Aslında, tomurcuklanan bir arkadaşlık, olası kariyer, yakın bir olay veya geçmiş konuşmalar hakkında o kadar çok endişelenerek, zemini hızlandırır, göndermeden önce sildiğimiz sayısız metinler yazar, tatlı iltifatlarını ateşli bir şekilde çürüttüğümüz ve yardımcı olan sevdiklerimizin omuzlarında ağlayın Açıkça görmezden geldiğimiz bir tavsiye, onu kanatlandırmaktan ve en iyisini ummaktan çok daha karmaşık ve zahmetlidir.

Kendimizi donmuş bir çaresizlik hali içinde çalışmak… çalışmaktır.

Ve algılanan güçsüzlük hissini sürdürmek… güç gerektirir.

Bu da felçimizi esas olarak yanıltıcı kılıyor.

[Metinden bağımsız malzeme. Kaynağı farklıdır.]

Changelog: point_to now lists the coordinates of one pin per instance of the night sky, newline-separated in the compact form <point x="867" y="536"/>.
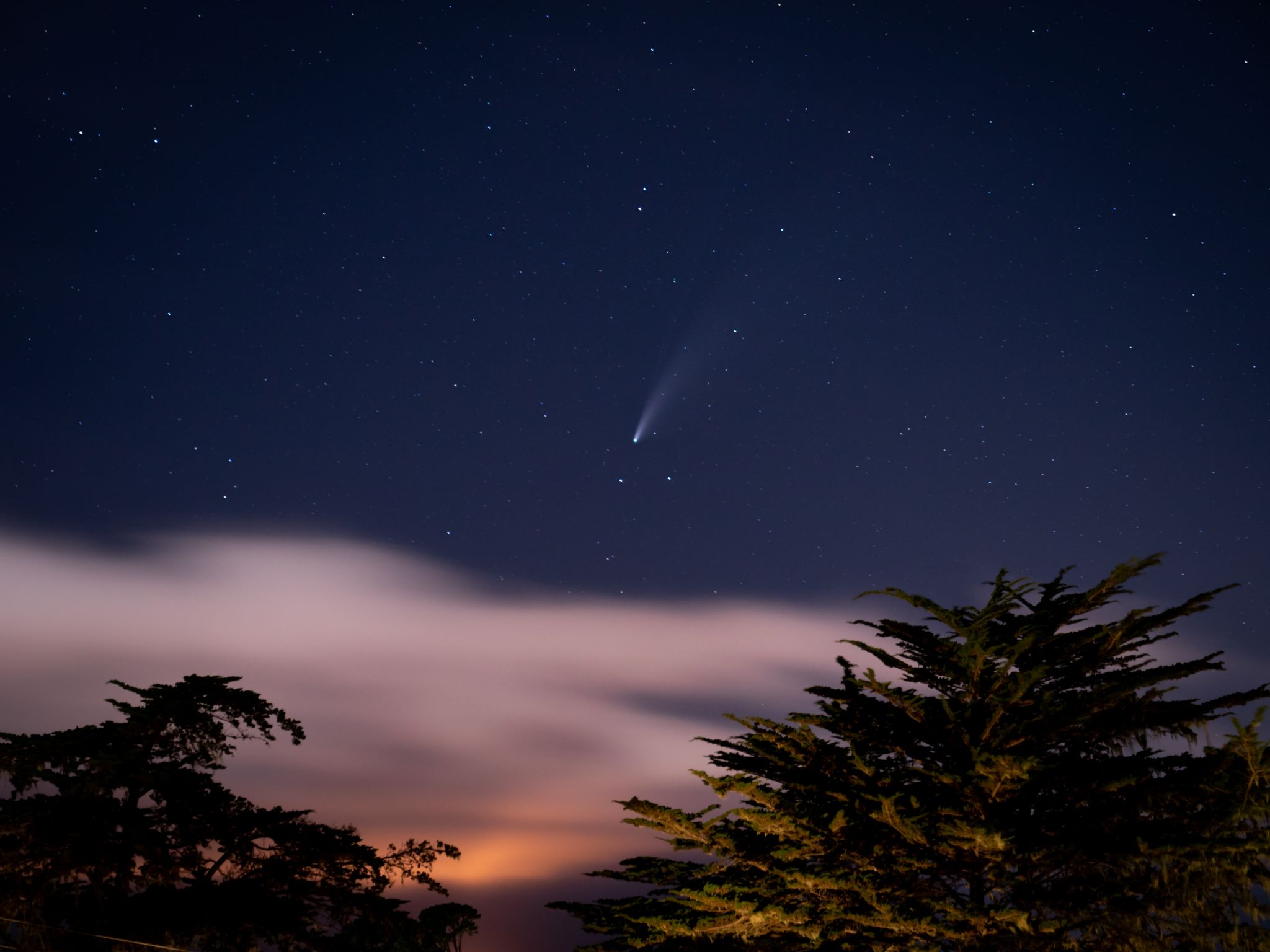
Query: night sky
<point x="895" y="298"/>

Çaresizlik algısı bizi korkutan yenilginin acısına karşı kendimizi korumaya çalışırken, zihinlerimiz oldukça aktiftir. Bu çok tanıdık anlarda, kendinden nefret eden zihinlerimiz aynı anda çok farklı olan ancak her ikisi de mükemmel uzmanlık gerektiren iki görevi aynı anda gerçekleştiriyor. Birincisi, zihinlerimiz, olası her en kötü senaryoyu aydınlatan ayrıntılı fanteziler geliştirir. Bu arada, riskleri hesaplamak için yarışıyorlar.

Bu da bizi hayal gücünün auteurleri yapar ve usta istatistikçiler. Ne beceri!

Ya tipik olarak kendinden nefret etmeye harcadığımız tüm ham güç ve yaratıcılığa tanık olursak, kendimizi ham güç ve yaratıcılık yeteneğine sahip olarak görmeye başlarsak? Ya yeni bir farkındalıkla bu gücü kullanabilir, yönlendirebilir, kanalize edebilir ve içeriğini başka bir şeye dönüştürebilir, belki odaklanabilir dışarıda biz - maceraya mı, empatiye mi yoksa sınırsız merakla mı?

En kötüsünü hissetmek, en güçlü olduğunu hissetmekten o kadar da farklı değildir. Öyleyse gücümüze sahip çıkalım.

Bu makale Maneviyat ve Sağlık izniyle kullanılmıştır.